Everyone Dies in the End #73


Zak

The someone that Zak had in mind at the closing of his last visit with you, fair reader, wasn’t, of course, Katarina, but it was Katarina who he now saw. Striding down the broad corridor, the guard she killed laying on the floor behind. Her scream, “The keys, give me the keys, or I’ll rip your arm out,” had sounded above his conversation with William. Both of them had dashed to the bars. By pressing his face hard against them, Zak had witnessed the confrontation’s bloody conclusion.
By his estimation William and he were the only observers. The cell across the corridor held no prisoners, nor did he hear anything from the other cells that lined the hall.
“Hey!”
He spoke before she drew abreast of the cell, and her head turned. A pretty girl. Khaki slacks, T-shirt, athletic body, thick blue-black hair, but the blood sort of ruined the idyllic picture. He guessed it was the dead guard’s that sat, if corpses really sat, against the bars of the pretty girl’s former cell. The blood was soaking and dark red on the chest of her t-shirt. That was fine, at least as fine as blood-soaked t-shirts get. He had seen his share in the past week. The lips and chin freaked him. They too were covered, but not really. She licked the lips clean with a delicate tongue as she came toward him, and smeared the blood on the chin with the back of her hand.
William screamed. “She’s one of them!”
‘Them’ didn’t need a clarification, not given the setting. Zak and William paced in a cell, to be fed to vampires, a lady with blood-soaked t-shirt and crimson chin on her way to pay them a visit. But it didn’t work. If the crimson lady was a vampire, why was she also caged? 
She stopped in front of the cage, breathing heavily. In one hand she held a sawed-off shotgun. Way sawed off, probably ineffective at more then twenty-five feet, Zak thought, but real damn effective within that range, a range in which he and William currently resided. Zak didn’t care about that hand, but liked what he saw in the other—the cell keys.
He spoke. “Let us out.” She cocked her head. Unpleasantly like a rooster looking at a worm, he thought.
“Why would I do that?”
Williams retreated to the toilet in the corner of the cage, whimpering, “Don’t kill us.” The woman smiled, revealing teeth still red with the guard’s blood, but didn’t answer. Zak pointed to the dead guard.
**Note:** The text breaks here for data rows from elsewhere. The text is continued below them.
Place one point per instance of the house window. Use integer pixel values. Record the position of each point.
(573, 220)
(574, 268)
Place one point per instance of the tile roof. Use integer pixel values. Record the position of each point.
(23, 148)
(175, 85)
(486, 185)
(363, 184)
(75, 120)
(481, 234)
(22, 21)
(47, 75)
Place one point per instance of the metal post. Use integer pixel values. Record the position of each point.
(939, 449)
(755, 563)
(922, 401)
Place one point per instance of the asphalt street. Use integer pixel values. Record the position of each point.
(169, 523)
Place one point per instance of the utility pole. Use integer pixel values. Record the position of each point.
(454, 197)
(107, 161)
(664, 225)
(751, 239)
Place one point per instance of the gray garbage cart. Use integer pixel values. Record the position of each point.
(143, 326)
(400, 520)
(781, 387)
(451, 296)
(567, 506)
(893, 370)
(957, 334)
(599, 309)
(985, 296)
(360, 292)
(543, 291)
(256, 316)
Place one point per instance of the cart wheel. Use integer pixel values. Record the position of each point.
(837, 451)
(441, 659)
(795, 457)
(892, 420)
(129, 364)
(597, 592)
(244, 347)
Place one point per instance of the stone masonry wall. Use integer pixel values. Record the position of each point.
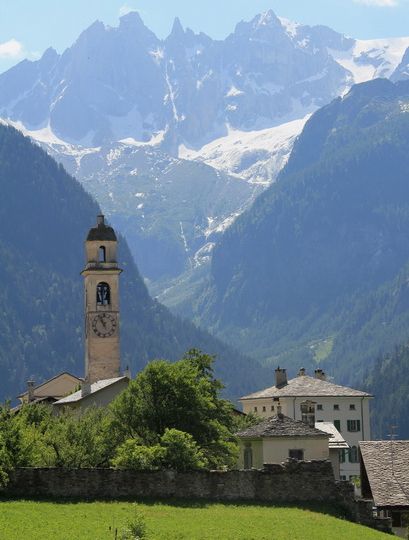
(288, 482)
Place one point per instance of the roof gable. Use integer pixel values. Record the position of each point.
(386, 465)
(306, 386)
(281, 426)
(57, 386)
(95, 387)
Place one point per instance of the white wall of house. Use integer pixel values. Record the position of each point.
(348, 413)
(277, 449)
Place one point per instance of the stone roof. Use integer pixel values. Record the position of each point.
(95, 387)
(50, 380)
(336, 440)
(101, 232)
(387, 468)
(305, 386)
(281, 426)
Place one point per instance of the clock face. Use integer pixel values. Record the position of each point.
(104, 324)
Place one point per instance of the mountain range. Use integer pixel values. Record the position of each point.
(316, 271)
(157, 130)
(45, 215)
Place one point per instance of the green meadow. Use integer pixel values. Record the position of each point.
(173, 520)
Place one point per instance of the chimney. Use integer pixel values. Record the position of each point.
(30, 390)
(85, 387)
(281, 377)
(319, 374)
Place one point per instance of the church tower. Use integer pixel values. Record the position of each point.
(101, 280)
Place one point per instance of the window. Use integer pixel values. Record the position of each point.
(248, 456)
(103, 294)
(308, 413)
(296, 453)
(353, 425)
(102, 254)
(353, 454)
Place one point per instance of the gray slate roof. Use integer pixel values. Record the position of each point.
(102, 232)
(95, 387)
(389, 483)
(305, 386)
(281, 426)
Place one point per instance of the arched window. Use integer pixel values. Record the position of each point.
(103, 294)
(248, 456)
(353, 454)
(102, 254)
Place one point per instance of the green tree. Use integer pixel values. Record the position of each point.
(132, 455)
(80, 440)
(184, 396)
(181, 452)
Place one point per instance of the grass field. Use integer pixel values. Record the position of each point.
(37, 520)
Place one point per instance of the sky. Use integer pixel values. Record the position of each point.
(29, 27)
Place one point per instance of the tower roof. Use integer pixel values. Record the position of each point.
(101, 232)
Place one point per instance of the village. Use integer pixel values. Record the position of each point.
(307, 439)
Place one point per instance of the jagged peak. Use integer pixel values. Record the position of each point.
(131, 19)
(267, 18)
(49, 54)
(177, 28)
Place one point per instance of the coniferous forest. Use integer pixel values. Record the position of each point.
(45, 216)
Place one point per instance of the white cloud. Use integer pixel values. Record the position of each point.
(378, 3)
(11, 49)
(125, 9)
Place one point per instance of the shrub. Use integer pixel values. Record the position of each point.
(181, 451)
(132, 455)
(135, 529)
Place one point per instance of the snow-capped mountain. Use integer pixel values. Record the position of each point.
(151, 126)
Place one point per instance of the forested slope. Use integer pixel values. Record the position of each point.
(44, 218)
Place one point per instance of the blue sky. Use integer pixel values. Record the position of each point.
(28, 27)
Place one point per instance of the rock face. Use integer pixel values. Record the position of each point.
(115, 83)
(316, 270)
(130, 116)
(401, 73)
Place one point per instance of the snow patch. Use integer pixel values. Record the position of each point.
(256, 156)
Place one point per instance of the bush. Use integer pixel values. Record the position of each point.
(132, 455)
(181, 451)
(135, 529)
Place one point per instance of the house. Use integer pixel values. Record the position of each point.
(337, 445)
(99, 394)
(103, 379)
(278, 438)
(385, 480)
(314, 399)
(51, 390)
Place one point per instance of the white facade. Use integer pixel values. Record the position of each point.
(349, 413)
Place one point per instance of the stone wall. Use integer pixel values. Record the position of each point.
(303, 481)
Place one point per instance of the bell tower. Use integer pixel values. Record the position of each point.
(101, 281)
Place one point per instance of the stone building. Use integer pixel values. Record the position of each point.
(385, 480)
(51, 390)
(314, 399)
(102, 380)
(278, 438)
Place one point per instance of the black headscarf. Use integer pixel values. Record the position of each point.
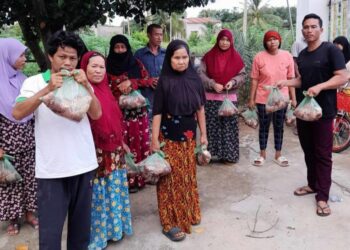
(118, 64)
(346, 46)
(178, 93)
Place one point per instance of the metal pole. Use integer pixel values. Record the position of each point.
(290, 20)
(245, 16)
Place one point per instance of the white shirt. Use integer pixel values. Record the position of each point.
(64, 147)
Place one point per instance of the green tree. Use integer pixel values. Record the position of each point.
(39, 19)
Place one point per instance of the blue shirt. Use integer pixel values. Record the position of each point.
(153, 64)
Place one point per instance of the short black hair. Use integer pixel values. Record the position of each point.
(153, 26)
(63, 39)
(313, 16)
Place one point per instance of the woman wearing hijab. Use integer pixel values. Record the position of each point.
(343, 44)
(16, 139)
(126, 73)
(270, 66)
(222, 72)
(177, 109)
(110, 211)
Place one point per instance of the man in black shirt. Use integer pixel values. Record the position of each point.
(322, 71)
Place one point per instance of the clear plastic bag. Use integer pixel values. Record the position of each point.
(290, 118)
(154, 166)
(308, 109)
(203, 156)
(71, 101)
(227, 108)
(250, 117)
(8, 173)
(276, 100)
(132, 100)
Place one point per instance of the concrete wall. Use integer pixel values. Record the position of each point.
(319, 7)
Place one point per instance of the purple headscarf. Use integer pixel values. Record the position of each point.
(11, 80)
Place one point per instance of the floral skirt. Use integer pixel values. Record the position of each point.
(177, 193)
(222, 133)
(17, 140)
(110, 210)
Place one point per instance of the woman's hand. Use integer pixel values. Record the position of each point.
(126, 148)
(203, 140)
(125, 87)
(80, 77)
(293, 103)
(155, 146)
(218, 87)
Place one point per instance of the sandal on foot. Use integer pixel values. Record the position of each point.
(259, 161)
(13, 228)
(282, 161)
(305, 190)
(322, 211)
(175, 234)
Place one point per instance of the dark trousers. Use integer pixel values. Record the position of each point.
(316, 139)
(277, 118)
(56, 199)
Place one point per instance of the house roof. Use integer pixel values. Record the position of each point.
(200, 20)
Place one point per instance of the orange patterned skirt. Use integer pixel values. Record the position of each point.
(177, 193)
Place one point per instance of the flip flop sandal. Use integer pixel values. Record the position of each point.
(13, 228)
(259, 161)
(305, 190)
(322, 213)
(282, 161)
(172, 234)
(34, 223)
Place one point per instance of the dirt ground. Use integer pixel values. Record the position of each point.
(237, 198)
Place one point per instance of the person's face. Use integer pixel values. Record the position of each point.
(224, 43)
(120, 48)
(64, 58)
(180, 60)
(339, 46)
(272, 44)
(156, 37)
(311, 30)
(96, 69)
(20, 62)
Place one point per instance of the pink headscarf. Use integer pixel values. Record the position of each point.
(11, 79)
(222, 66)
(108, 130)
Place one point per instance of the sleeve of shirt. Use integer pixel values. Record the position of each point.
(290, 72)
(27, 90)
(158, 101)
(336, 57)
(294, 49)
(255, 68)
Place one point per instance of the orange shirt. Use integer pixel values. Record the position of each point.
(268, 69)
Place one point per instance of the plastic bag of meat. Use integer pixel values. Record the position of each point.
(227, 108)
(71, 101)
(308, 109)
(132, 100)
(8, 173)
(276, 100)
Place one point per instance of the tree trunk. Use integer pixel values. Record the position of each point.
(32, 41)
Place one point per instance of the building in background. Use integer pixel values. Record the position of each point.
(199, 25)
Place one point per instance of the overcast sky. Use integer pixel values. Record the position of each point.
(230, 4)
(223, 4)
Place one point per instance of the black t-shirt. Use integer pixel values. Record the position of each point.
(316, 67)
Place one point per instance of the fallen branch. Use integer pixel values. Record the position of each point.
(260, 237)
(254, 231)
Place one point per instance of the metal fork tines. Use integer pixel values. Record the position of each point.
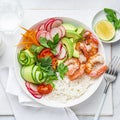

“I don’t know what’s going on around here, but it doesn’t look like he was your friend. He wasn’t my friend either. Let us out of here. I know a bit about fighting, I can help.”
She looked him over from head to toe. Zak hoped his army fatigues meant something to her. In the corner Williams cried, “God no, no, let her go.”
“Okay soldier boy, you’re on.” She slid the key in the lock, the door rolled silently open and Zak stepped through. William stood. Blurringly fast the woman snapped the scattergun to her shoulder and fired, the blast deafening in the corridor, the flash bright.
William, a headless William, flew back against the wall. Blood spurted from stump that had held his noggin a second previously. His heels tapped on the floor two or three times, and then went still. 
“Why the hell did you do that?” Zak screamed. His hands shook at his side.
            She shrugged, “I hate whiners.”